The preparation of the Financial Statements in conformity with IFRS requires management to make judgements, estimates, and assumptions that affect the application of policies and the reported amounts of assets and liabilities, income and expense, and the accompanying disclosures. Uncertainty about these assumptions and estimates could result in outcomes that require a material adjustment to the carrying amount of assets or liabilities affected in future periods.

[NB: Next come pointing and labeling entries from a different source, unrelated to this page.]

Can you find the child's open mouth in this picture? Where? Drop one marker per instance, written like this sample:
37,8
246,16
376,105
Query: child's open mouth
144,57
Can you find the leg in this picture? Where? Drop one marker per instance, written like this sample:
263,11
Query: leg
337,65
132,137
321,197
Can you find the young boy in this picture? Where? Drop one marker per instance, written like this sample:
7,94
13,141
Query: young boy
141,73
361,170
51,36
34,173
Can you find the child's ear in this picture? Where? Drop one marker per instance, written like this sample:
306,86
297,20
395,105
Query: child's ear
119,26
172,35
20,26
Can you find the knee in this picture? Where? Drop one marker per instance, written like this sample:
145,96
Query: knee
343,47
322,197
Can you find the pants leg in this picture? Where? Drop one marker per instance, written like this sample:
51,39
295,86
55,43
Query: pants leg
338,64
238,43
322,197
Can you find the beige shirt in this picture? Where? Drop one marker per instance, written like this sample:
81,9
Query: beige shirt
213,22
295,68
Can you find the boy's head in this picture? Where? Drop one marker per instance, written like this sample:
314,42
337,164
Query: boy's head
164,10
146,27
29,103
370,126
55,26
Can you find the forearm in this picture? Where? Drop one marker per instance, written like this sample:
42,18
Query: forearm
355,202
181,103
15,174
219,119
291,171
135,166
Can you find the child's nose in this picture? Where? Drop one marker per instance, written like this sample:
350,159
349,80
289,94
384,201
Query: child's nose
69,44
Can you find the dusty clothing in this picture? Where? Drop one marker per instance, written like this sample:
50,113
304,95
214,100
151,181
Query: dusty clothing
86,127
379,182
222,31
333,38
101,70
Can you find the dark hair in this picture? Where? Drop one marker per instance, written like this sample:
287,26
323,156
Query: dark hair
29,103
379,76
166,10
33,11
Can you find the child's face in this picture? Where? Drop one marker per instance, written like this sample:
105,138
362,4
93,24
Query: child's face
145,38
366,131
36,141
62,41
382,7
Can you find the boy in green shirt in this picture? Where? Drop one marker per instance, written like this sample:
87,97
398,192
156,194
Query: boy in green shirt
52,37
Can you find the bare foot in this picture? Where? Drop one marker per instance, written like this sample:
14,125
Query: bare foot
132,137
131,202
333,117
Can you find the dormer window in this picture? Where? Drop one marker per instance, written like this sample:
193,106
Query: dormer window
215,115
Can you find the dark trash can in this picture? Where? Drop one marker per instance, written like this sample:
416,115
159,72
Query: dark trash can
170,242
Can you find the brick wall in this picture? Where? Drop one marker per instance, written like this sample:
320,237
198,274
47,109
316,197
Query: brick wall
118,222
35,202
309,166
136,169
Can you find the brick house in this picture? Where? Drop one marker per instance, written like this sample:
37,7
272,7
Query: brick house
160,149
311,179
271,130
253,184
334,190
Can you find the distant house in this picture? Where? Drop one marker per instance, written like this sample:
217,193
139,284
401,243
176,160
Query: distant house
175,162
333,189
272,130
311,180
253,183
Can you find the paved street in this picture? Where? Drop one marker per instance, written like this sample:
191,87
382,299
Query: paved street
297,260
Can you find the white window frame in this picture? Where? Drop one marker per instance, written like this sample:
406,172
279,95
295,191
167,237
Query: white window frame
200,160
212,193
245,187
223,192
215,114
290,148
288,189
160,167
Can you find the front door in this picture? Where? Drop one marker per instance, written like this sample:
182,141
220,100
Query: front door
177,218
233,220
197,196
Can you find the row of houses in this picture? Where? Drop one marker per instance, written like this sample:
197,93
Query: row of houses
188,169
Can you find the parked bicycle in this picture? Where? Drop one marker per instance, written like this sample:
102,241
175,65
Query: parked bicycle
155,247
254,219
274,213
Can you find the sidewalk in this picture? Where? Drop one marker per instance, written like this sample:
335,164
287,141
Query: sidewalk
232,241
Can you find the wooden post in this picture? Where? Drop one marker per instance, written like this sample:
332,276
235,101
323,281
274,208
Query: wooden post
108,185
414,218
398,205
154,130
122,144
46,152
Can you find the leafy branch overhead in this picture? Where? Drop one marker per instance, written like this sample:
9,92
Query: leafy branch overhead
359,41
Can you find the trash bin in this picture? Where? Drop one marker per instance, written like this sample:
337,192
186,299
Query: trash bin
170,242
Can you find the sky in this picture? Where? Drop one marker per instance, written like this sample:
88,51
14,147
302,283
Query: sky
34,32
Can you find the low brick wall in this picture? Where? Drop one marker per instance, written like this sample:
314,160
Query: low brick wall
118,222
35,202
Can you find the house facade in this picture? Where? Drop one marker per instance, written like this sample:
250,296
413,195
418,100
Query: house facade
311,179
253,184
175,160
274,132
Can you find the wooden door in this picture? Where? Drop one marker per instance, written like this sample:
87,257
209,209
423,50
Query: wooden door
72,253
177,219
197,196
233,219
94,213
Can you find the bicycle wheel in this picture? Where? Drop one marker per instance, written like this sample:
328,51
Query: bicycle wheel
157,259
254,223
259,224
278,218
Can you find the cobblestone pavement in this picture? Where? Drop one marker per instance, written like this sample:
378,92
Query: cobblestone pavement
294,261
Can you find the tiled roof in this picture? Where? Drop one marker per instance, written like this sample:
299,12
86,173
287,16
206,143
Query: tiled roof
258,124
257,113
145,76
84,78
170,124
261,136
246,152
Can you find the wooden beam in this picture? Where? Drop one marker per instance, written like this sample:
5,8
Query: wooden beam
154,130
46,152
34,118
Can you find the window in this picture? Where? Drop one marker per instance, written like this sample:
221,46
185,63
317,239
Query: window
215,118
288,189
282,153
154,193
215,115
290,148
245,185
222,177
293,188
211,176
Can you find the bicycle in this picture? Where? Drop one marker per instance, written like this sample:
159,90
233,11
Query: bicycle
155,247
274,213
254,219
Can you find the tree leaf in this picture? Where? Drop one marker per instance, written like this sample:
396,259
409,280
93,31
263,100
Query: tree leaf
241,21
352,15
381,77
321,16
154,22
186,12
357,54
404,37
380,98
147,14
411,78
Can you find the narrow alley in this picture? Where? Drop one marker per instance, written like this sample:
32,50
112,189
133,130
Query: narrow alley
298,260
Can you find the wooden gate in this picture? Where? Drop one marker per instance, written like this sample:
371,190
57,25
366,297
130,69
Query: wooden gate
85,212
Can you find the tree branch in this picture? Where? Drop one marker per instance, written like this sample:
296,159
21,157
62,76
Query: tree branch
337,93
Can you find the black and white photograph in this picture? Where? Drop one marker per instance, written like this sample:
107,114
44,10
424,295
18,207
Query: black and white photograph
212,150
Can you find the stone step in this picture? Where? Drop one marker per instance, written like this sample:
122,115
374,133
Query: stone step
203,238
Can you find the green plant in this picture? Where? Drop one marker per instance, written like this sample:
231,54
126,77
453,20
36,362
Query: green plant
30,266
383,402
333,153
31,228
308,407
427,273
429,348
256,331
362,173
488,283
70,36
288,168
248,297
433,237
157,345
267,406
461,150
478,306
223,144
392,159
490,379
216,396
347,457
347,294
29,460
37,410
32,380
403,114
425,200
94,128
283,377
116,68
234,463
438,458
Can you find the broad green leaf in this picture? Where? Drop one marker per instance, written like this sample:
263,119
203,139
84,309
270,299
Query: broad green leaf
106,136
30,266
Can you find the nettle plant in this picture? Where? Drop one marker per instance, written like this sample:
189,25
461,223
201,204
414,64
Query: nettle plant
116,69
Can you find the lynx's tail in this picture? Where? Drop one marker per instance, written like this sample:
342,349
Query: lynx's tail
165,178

The estimates and underlying assumptions are reviewed on an on-going basis. Revisions to accounting estimates are recognised in the period in which the estimate is revised if the revision affects only that period, or in the period of revision and future periods if the revision affects both current and future periods.

Judgements

In the process of applying the Company’s accounting policies, management has made the following judgements, which have the most significant effect on the amounts recognised in the Annual Financial Statements:

Functional currency

As disclosed in Note 2l, the Company’s functional currency is the pound sterling. Pound sterling is the currency in which the original capital was raised, distributions will be made, and ultimately the currency in which capital would be returned in a liquidation.

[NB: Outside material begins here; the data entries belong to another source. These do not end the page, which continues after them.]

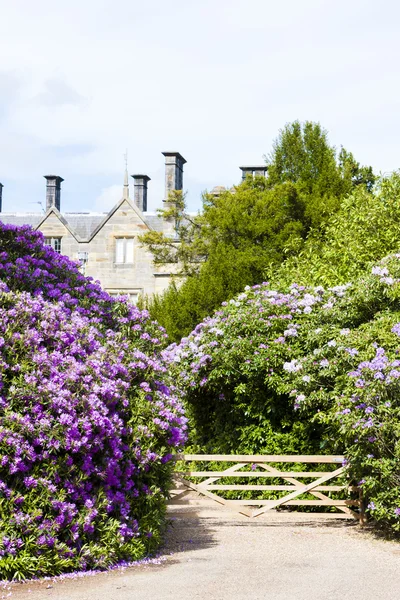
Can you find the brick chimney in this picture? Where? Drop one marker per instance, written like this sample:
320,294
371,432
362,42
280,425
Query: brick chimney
53,191
173,172
140,191
253,171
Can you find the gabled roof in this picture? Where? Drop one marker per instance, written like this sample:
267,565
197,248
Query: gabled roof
108,216
63,220
83,226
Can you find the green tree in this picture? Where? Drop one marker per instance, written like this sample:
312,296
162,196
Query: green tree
244,234
302,155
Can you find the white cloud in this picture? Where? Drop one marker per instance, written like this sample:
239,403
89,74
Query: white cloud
213,80
108,198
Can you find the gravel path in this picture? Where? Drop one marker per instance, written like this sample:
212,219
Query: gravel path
212,554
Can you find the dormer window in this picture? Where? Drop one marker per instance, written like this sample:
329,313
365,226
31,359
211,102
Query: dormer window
124,251
55,243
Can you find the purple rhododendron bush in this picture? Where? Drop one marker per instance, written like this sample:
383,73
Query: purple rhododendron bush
306,370
87,424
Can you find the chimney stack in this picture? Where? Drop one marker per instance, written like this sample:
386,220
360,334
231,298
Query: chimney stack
140,191
253,171
173,172
53,191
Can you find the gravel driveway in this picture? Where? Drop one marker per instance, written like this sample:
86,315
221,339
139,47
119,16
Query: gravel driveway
213,554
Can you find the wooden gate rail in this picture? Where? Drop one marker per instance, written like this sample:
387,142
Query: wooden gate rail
296,487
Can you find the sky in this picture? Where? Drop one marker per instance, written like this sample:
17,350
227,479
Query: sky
83,81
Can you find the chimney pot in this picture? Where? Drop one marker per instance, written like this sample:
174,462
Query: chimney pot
140,191
53,191
253,171
173,172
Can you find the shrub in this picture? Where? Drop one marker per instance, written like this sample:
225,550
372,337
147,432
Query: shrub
87,424
304,370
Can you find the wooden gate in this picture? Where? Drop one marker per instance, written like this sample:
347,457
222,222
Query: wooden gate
249,467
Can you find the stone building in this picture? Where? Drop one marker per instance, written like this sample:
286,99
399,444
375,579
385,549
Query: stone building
106,244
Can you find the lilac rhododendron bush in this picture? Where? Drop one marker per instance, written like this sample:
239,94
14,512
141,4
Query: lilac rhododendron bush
307,370
87,424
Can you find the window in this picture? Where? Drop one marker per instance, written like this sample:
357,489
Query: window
55,243
83,258
133,294
124,251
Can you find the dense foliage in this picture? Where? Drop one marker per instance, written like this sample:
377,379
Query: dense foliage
364,230
304,370
243,233
87,425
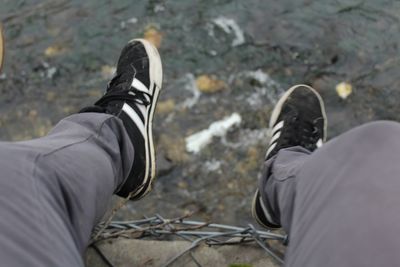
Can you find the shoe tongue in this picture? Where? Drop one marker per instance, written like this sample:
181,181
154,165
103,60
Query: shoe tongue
121,82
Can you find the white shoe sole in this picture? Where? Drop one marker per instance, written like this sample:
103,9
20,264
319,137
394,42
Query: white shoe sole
156,76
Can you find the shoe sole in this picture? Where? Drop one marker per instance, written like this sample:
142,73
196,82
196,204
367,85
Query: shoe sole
274,117
284,97
255,214
156,76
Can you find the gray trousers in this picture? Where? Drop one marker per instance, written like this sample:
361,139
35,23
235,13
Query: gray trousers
340,205
53,190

5.  Basic and diluted loss/earnings per Share

The basic and diluted earnings per Share of £0.0960 (31 December 2018: loss per Share of £0.3780) for the Company has been calculated based on the total comprehensive profit for the year of £7,931,160 (for the year ended 31 December 2018: £31,893,199 loss) and the weighted average number of Ordinary Shares in issue during the year of 82,633,898 (for the year ended 31 December 2018: 84,364,981).

6.  Net asset value per Ordinary Share

The NAV of each Share of £1.5559 (as at 31 December 2018: £1.4993) is determined by dividing the net assets of the Company attributed to the Ordinary Shares of £126,988,732 (as at 31 December 2018: £126,489,595) by the number of Ordinary Shares in issue at 31 December 2019 of 81,617,828 (as at 31 December 2018: 84,364,981 Ordinary Shares in issue).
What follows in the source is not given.